Belzoni was born in Padua. His father was a barber who sired fourteen children. His family was from Rome and when Belzoni was 16 he went to work there, saying that he studied hydraulics. He intended on taking monastic vows, but in 1798 the occupation of the city by French troops drove him from Rome and changed his proposed career. In 1800 he moved to the Batavian Republic (now Netherlands) where he earned a living as a barber.
Portrait of Belzoni as a strongman
In 1803 he fled to England to avoid being sent to jail.[2] There he married an Englishwoman, Sarah Bane. Belzoni was a tall man at 6 feet 7 inches (2.01 m) tall (one source says that his wife was of equally generous build, but all other accounts of her describe her as being of normal build) and they both joined a travelling circus.[3] They were for some time compelled to subsist by performing exhibitions of feats of strength and agility as a strongman at fairs and on the streets of London. In 1804 he appears engaged at the circus at Astley’s Amphitheatre at a variety of performances.[4] Belzoni had an interest in phantasmagoria and experimented with the use of magic lanterns in his shows.

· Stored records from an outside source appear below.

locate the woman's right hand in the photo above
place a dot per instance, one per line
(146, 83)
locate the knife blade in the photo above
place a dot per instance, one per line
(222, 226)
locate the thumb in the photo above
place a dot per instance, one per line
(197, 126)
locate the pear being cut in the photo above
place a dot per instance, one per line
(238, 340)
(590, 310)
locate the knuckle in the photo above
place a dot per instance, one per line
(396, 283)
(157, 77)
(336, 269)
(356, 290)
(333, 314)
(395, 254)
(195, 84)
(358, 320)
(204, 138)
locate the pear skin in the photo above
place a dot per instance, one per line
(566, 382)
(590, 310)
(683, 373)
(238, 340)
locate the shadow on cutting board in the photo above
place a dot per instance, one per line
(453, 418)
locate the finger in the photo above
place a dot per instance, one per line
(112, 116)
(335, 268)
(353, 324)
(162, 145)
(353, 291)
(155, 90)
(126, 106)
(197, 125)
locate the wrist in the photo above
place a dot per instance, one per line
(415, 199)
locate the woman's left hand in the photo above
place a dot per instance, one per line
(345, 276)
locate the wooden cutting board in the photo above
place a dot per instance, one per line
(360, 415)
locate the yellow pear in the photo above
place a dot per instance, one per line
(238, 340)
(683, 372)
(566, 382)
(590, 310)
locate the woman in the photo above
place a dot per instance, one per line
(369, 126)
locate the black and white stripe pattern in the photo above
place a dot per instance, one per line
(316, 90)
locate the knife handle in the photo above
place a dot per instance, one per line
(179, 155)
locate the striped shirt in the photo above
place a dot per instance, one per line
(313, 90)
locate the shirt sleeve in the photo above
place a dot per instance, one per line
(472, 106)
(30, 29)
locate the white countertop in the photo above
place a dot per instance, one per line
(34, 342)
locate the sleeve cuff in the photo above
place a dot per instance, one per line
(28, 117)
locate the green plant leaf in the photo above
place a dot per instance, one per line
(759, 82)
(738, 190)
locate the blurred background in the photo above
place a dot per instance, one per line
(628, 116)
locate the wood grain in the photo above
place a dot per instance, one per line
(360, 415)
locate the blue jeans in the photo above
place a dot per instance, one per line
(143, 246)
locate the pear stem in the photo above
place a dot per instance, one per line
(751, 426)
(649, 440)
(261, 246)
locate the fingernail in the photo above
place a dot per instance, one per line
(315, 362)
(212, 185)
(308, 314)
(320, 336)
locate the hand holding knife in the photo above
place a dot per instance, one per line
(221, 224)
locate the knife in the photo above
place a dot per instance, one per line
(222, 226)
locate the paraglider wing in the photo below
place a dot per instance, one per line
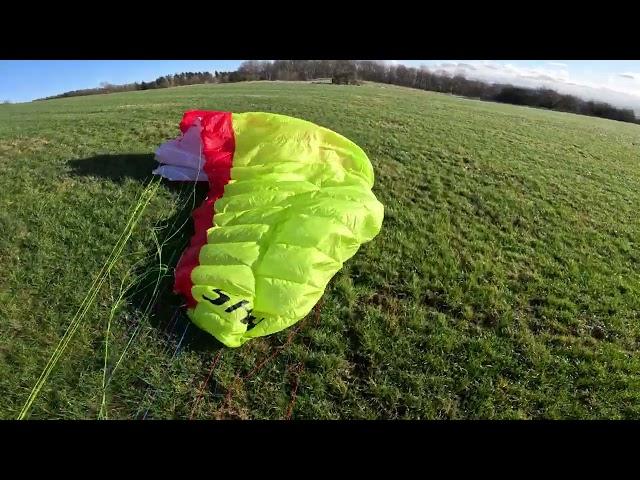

In 1812 he left England and after a tour of performances in Spain, Portugal and Sicily, he went to Malta in 1815 where he met Ismael Gibraltar, an emissary of Muhammad Ali, the Pasha of Egypt, who at the time was undertaking a programme of agrarian land reclamation and important irrigation works.[5] Belzoni wanted to show Muhammad Ali a hydraulic machine of his own invention for raising the waters of the Nile. Though the experiment with this engine was successful, the project was not approved by the pasha. Belzoni, now without a job, was resolved to continue his travels. On the recommendation of the orientalist J. L. Burckhardt he was sent by Henry Salt, the British consul to Egypt, to the Ramesseum at Thebes, from where he removed with great skill the colossal bust of Ramesses II, commonly called the “Younger Memnon”. Shipped by Belzoni to England, this piece is still on prominent display at the British Museum in London. This weighed over 7 tons. It took him 17 days and 130 men to tow it to the river. He used levers to lift it onto rollers. Then he had his men distributed equally with 4 ropes drag it on the rollers. On the first day (27 July) he only covered a few yards, the second he covered 50 yards deliberately breaking the bases of 2 columns to clear the way for his burden. After 150 yards, it sank into the sand, and a detour of 300 yards on firmer ground was necessary. From there, it got a little easier, and, on 12 August, he finally made it to the river where he was able to load it on a boat for shipment to England.[6] His excavation and removal of the Younger Memnon and other stones during this expedition was explicitly authorized by a firman from Muhammad Ali himself.